Ça s’est passé en 2007, j’avais 21 ans. Je venais tout juste de terminer ma technique en design de mode. J’étais tannée des longues heures que j’avais passées à l’école et je n’avais aucune fucking idée d’où mes études allaient me mener. 

En attendant de savoir vers quoi m’enligner, je travaillais comme acheteuse dans un magasin spécialisé en sport d’hiver, maintenant fermé depuis quelques années. Ce n’était pas une grosse job : je choisissais des vêtements deux fois par année et je ne m’occupais même pas des budgets. Le reste du temps, je travaillais sur le plancher 6 jours par semaine.

On sortait beaucoup, avec les amis de la job, genre au moins 2 ou 3 soirs par semaine.
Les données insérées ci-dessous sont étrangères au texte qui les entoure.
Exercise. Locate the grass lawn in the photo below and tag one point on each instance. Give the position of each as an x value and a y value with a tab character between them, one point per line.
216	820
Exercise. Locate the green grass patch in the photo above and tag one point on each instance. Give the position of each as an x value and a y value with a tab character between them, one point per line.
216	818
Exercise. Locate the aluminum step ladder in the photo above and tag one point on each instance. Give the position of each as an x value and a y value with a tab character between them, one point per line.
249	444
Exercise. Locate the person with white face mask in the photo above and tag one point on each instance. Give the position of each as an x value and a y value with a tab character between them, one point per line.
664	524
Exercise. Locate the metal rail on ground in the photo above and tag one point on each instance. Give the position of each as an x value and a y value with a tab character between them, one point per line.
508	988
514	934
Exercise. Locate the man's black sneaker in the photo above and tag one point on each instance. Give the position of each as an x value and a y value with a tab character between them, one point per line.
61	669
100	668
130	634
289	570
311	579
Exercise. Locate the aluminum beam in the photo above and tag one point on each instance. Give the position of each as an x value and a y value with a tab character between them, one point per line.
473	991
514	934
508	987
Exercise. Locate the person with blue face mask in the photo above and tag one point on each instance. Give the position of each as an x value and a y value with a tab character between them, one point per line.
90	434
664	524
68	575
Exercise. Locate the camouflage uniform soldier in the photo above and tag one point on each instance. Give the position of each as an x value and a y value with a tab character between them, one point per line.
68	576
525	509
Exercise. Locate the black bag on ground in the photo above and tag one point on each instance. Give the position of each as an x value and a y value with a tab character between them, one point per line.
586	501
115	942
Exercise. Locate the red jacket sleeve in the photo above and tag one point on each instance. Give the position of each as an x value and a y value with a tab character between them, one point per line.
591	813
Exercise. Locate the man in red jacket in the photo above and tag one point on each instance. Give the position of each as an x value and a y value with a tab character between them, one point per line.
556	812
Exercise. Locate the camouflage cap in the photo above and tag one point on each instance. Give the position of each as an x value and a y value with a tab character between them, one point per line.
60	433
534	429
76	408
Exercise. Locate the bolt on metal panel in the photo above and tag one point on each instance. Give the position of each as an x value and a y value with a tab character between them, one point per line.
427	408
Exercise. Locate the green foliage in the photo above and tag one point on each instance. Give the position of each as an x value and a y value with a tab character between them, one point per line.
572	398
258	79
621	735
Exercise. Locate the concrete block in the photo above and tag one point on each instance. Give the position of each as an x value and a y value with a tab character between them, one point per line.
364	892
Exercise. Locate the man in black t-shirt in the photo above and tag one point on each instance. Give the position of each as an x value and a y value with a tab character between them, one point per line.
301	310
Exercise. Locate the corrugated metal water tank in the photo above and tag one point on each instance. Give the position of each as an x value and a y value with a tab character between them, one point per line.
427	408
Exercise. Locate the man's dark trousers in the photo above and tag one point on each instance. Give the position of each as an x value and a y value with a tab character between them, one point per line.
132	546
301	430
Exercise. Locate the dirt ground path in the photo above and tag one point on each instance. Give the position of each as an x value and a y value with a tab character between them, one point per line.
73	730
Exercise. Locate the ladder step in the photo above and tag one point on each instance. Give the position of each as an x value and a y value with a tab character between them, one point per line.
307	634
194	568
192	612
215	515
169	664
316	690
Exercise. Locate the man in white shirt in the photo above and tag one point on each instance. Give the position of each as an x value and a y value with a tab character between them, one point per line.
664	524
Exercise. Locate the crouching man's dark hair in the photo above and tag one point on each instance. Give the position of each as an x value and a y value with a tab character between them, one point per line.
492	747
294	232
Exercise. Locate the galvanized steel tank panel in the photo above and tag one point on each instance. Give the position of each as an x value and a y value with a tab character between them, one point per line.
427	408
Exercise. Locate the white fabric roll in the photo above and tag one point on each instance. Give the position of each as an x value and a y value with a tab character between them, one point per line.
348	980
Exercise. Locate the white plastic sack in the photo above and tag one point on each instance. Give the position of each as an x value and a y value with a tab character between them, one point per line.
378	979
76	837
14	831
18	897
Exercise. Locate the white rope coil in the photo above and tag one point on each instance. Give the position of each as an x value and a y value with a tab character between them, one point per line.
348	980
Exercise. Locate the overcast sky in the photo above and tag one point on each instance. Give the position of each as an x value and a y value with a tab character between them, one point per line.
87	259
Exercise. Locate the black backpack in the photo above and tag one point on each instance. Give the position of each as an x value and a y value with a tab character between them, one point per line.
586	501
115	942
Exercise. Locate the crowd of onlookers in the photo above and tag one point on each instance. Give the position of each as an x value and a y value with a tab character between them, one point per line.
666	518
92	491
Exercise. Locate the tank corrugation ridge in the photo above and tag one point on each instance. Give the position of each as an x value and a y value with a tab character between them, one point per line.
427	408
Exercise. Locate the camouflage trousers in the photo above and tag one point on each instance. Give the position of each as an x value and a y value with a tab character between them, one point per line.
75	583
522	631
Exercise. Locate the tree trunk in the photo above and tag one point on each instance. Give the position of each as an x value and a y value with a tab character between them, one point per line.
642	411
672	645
J’en garde de bons souvenirs, ça me fait sourire de voir nos plans de marde apparaître en souvenirs Facebook. Essayer de ne pas dépenser trop de sous qu’on n’avait pas, pré-drinker pour être certains de respecter notre budget et ne pas compromettre le fait qu’on voulait tout le temps sortir restent d’assez bons souvenirs. 

Sauf peut-être un certain samedi soir, dont je me suis souvenu la semaine dernière. Le soir où je me suis fait violer.
 
À cette époque, et surtout à cet âge-là, je ne savais pas vraiment c’était quoi, une agression sexuelle. J’avais une idée du viol qui s’apparentait plus à ce qui se passait dans les films ou les épisodes de C.S.I. que j’écoutais en reprise les soirs où je ne sortais pas. 

La soirée qui a précédé mon viol était comme toutes les autres. J’étais avec mes amis de job et nous étions sortis. Mon boss avait organisé un événement dans un bar et il avait sorti les gros sous pour nous acheter des bouteilles de vodka. Ils nous faisaient des shooters directement dans la bouche. On était torchés, mais je me sentais en sécurité parce que mon meilleur ami de l’époque prenait soin de moi, il était toujours un peu là pour garder un œil sur moi.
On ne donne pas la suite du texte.